This project exercises the use of:
- Python/ETL queries to turn a 3NF schema into a star schema
- AWS S3 integration to AWS Redshift for parallel import of staging data
- Redshift for querying the imported data
To satisfy the pre-requisites, we recommend that you use Infrastructure as Code to manage all AWS resources. Tools like AWS Cloudformation, Terraform or Pulumi will make the provisioning/decomissioning of the Redshift cluster, s3 user and IAM user/roles easier to reproduce in the future.
- AWS CLI
This will enable us to be authenticated in AWS. The installation guide can be found here.
- AWS IAM role
For the Redshift cluster to read file from S3 buckets, you need to create a new IAM role that has AmazonS3ReadOnlyAccess
.
This role will delegate S3 access to Redshift.
Take note of the ARN (arn:aws:iam::[AWS ACCOUNT ID]:role/[ROLE NAME]) as you will need it when creating the cluster.

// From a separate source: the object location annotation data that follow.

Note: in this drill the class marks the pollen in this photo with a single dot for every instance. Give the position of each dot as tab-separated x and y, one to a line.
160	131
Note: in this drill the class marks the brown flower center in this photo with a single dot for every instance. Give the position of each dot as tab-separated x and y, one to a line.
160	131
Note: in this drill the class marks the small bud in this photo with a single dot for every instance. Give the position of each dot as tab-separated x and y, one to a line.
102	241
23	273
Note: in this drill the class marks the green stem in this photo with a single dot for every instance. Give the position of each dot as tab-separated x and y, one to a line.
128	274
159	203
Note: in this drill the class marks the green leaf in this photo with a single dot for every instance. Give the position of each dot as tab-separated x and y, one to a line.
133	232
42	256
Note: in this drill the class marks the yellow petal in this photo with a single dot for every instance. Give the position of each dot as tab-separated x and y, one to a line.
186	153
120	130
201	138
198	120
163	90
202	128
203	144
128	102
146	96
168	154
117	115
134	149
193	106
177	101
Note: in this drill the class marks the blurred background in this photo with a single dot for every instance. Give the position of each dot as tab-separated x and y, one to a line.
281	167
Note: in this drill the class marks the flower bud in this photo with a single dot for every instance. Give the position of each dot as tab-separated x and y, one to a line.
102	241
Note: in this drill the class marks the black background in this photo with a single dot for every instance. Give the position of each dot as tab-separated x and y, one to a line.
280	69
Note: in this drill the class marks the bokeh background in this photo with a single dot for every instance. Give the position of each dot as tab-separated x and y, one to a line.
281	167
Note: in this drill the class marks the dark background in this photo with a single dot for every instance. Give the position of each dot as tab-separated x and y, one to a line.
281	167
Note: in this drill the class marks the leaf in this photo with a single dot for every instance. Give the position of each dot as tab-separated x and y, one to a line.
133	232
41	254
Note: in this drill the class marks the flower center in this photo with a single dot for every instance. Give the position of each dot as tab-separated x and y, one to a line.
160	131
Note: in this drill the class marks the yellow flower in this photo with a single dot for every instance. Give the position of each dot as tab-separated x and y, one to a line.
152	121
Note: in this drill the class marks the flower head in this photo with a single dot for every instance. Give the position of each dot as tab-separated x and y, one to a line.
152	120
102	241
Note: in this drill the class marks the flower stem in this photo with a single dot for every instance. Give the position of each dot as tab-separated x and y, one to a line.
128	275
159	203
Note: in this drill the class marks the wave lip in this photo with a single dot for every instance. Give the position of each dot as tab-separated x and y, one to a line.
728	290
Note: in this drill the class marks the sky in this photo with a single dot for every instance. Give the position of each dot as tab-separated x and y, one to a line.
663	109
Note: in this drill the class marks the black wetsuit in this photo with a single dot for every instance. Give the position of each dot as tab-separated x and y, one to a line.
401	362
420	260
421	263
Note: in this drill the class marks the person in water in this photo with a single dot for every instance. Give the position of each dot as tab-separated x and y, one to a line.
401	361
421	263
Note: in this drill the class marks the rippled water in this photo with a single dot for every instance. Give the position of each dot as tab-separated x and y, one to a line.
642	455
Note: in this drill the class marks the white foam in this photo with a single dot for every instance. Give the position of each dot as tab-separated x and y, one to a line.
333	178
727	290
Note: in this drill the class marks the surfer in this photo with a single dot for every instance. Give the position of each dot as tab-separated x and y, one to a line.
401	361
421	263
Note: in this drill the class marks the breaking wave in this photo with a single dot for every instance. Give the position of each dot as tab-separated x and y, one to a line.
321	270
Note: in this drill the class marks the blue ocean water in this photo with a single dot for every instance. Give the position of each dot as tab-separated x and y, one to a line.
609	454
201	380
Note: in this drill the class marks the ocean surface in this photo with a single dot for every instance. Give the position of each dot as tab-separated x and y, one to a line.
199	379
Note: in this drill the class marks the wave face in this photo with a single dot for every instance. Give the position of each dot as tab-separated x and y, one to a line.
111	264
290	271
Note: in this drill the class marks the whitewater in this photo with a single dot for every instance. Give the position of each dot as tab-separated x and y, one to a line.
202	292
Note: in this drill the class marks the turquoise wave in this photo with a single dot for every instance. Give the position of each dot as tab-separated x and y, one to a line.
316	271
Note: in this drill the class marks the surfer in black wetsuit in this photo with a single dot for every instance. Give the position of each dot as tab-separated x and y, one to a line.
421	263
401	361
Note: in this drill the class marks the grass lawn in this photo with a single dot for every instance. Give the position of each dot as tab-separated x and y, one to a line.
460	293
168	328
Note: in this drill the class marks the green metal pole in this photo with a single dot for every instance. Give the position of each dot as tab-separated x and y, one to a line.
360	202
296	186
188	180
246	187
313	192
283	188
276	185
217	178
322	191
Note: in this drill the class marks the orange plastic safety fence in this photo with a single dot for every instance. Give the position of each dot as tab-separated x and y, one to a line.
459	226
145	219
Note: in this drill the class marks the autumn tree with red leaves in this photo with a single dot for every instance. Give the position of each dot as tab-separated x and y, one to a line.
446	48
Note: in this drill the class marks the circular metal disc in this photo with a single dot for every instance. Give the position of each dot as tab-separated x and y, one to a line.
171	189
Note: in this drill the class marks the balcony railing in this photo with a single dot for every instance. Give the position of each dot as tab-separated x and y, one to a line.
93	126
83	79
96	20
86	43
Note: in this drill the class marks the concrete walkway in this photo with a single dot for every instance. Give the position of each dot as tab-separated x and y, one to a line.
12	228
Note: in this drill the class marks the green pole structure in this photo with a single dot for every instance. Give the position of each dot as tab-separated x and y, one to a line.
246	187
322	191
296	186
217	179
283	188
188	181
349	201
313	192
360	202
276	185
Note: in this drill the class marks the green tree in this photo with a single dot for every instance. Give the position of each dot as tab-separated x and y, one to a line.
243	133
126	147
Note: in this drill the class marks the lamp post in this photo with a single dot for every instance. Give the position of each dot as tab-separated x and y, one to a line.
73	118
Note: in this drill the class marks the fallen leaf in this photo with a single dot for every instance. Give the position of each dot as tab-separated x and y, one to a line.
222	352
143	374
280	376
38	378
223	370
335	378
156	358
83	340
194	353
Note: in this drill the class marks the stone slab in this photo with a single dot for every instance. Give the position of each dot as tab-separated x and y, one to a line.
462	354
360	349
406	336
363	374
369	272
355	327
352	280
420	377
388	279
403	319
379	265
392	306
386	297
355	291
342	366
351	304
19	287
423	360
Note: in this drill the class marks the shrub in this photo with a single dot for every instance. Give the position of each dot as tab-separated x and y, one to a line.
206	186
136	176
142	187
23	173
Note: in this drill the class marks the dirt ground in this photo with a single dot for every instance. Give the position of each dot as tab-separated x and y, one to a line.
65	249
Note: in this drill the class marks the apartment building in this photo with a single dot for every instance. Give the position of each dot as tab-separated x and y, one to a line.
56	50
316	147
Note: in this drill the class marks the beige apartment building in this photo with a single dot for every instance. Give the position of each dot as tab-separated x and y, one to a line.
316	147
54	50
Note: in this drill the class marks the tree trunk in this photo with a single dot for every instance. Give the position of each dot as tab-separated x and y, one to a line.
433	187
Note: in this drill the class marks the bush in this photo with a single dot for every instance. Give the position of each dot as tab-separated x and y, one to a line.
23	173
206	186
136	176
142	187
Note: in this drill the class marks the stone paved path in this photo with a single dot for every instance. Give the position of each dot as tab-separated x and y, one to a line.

Note: this permission must be further restricted in terms of targeted resources but you can temporarily use that as a baseline if you accept not spending time on building fine-grained IAM policies and are comfortable with this temporary setup/cluster.
- AWS IAM User
A new IAM user with programmatic access keys and console access is needed for this project.
The user will need the permission AmazonRedshiftFullAccess
and a new policy.
Create a new policy redshift-passrole
that has the permission on IAM::PassRole. Here, the PassRole
permission for this new user is needed in order to authorize Redshift to assume the previously created IAM role.
Do not use your root AWS account or an existing user to run this project as a security mistake can open access to someone else to your account.
Now that you've given console access to this new user, you can login in with it for the next pre-requirements.
/!\ Keep this information private and never expose it to anyone or in Git.
Note: this permission must be further restricted in terms of target resources and permission scope but you can temporarily use that as a baseline if you accept not spending time on building fine-grained IAM policies and are comfortable with this temporary setup/cluster.
- AWS Security Group
We will restrict access to Redshift on our personal IP with a Security Group.
In the EC2 console, create a new security group. It's not ideal but for simplicity, put the security group in the default VPC that is already attached to your AWS account.
Add a rule to the security group as follows:
- Type: Custom TCP Rule.
- Protocol: TCP.
- Port Range: 5439. The default port for Amazon Redshift is 5439, but your port might be different. See note on determining your firewall rules on the earlier "AWS Setup Instructions" page in this lesson.
- Source: select Custom IP, then type your own IP with a
/32
at the end. You can find your own public IP here. You may share the same public IP in the same service area where customers of your Internet provider are, but this will limit who can access it..
- AWS Redshift cluster
Create a Redshift cluster with the following information:
- Cluster identifier: redshift-cluster.
- Database name: dev.
- Database port: 5439.
- Master user name: awsuser.
- Master user password and Confirm password: password for the master user account.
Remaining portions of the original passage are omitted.